Please note the support for using the mbim-proxy
is not related in any way to a requirement from the LTE/5G device. That commit adding support in umbim
to use the mbim-proxy
is so that you can run umbim
commands while ModemManager
is managing the device at the same time.
Has someone tried to work on the watcher process logic as suggested in https://github.com/openwrt/packages/issues/19794#issuecomment-1303601631?
A year later, in the latest openwrt 23.05 and main line tasks. There is still no change in the Modemmanager, and I cannot reconnect myself after disconnecting the link. You must manually click Reconnect on the network port interface to work properly. Is anyone willing to think of a solution?
@feckert or @osedl, might either of you be interested in trying out an implementation for:
https://github.com/openwrt/packages/issues/19794#issuecomment-1576338502
or an alternative technique for handling reconnection?
At present, say on an ISP-initiated disconnect (not uncommon for several providers that disconnect users every 24/48 hours or otherwise), modemmanager will report to netifd and bring the interface down, but then nothing happens and internet connectivity is lost absent manual user intervention.
But naturally most users will want the interface to be brought back up on such occasions with as little interruption to connectivity as possible.
I have found an implementation from @dangowrt about this issue. See https://github.com/openwrt/packages/pull/20760/commits/c646b6f34b43619811597f635cc657dbb26ecf33 this may could fix this issue.
But since this is a source change in the ModemManager we need to get this upstream to @aleksander0m ModemManager repository first, so we do not have an out of tree fix for this issue.
@desolated40 it seems to me like a reasonable temporary fix is to replace the existing '10-report-down' script with something like the following:
root@OpenWrt:~# cat /usr/lib/ModemManager/connection.d/10-report-down-and-reconnect #!/bin/sh # Automatically report to netifd that the underlying modem # is really disconnected and reconnect if interface was up # require program name and at least 4 arguments [ $# -lt 4 ] && exit 1 MODEM_PATH="$1" BEARER_PATH="$2" INTERFACE="$3" STATE="$4" [ "${STATE}" = "disconnected" ] || exit 0 . /usr/share/ModemManager/modemmanager.common . /lib/netifd/netifd-proto.sh INCLUDE_ONLY=1 . /lib/netifd/proto/modemmanager.sh MODEM_STATUS=$(mmcli --modem="${MODEM_PATH}" --output-keyvalue) [ -n "${MODEM_STATUS}" ] || exit 1 MODEM_DEVICE=$(modemmanager_get_field "${MODEM_STATUS}" "modem.generic.device") [ -n "${MODEM_DEVICE}" ] || exit 2 CFG=$(mm_get_modem_config "${MODEM_DEVICE}") [ -n "${CFG}" ] || exit 3 IFUP=$(ifstatus ${CFG} | jsonfilter -e '@.up') logger -t "modemmanager" "interface ${CFG} (network device ${INTERFACE}) ${STATE}" proto_init_update $INTERFACE 0 proto_send_update $CFG [ "${IFUP}" = "true" ] && ifup ${CFG} exit 0
Works for me in terms of immediately reconnecting post disconnect.
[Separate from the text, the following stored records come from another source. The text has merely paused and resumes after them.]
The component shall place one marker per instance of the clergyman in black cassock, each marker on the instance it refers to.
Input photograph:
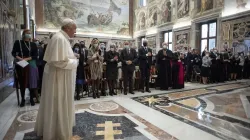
(128, 58)
(164, 58)
(112, 59)
(145, 62)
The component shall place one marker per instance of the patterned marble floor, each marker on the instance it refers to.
(207, 112)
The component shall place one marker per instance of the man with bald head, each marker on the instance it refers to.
(56, 115)
(145, 62)
(128, 58)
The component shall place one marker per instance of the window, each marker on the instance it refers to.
(142, 3)
(168, 37)
(208, 35)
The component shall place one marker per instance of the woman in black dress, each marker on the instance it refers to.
(112, 59)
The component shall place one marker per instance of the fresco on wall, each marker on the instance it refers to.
(232, 7)
(152, 20)
(181, 41)
(142, 21)
(206, 5)
(152, 42)
(241, 30)
(219, 3)
(226, 31)
(166, 11)
(182, 8)
(105, 16)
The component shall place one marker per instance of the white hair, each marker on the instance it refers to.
(67, 22)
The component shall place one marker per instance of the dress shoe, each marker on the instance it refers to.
(22, 103)
(32, 103)
(78, 98)
(132, 92)
(94, 95)
(148, 91)
(98, 95)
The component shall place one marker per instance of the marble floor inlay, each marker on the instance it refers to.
(197, 112)
(187, 106)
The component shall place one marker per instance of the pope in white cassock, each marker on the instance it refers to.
(56, 115)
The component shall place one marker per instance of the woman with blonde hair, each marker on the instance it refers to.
(95, 61)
This does not work for me.
@maskimthedog you probably ought to elaborate on this if you can. What do you see in the system log?
We are using an MT7688 with BG96 over QMI, OpenWRT with Modem Manager 1.20.6 with the 10-report-down-and-reconnect script. Below quote is from my colleague performing signal degradation and modem recovery tests.
"when I add too much attenuation or disconnect the antenna completely, modem losts the connections after installing back the antenna, modem quite quickly backs to good CSQ and state "registered", but openWrt cannot recover internet connection after that.. watchcat need to trigger restart (unless I send "ifup wan") "
In what logs are you interested @lynxthecat?
The entries in 'logread' around the disconnection/reconnection attempt events.
@lynxthecat my colleague is repeating his test to get one of our routers in to this state and dumping the log. Will provide this afternoon. Watchcat rebooted the router on the last iteration...we disabled it for this one.
Good. This is a hack (hence the outstanding issue), but I think it is preferable (and should replace, not complement) watchcat. I mean polling and sending out pings, and reconnecting on loss of ping responses, seems to me less desirable than acting upon disconnection events intercepted by ModemManager.
Looks like mwan3 could be interfering?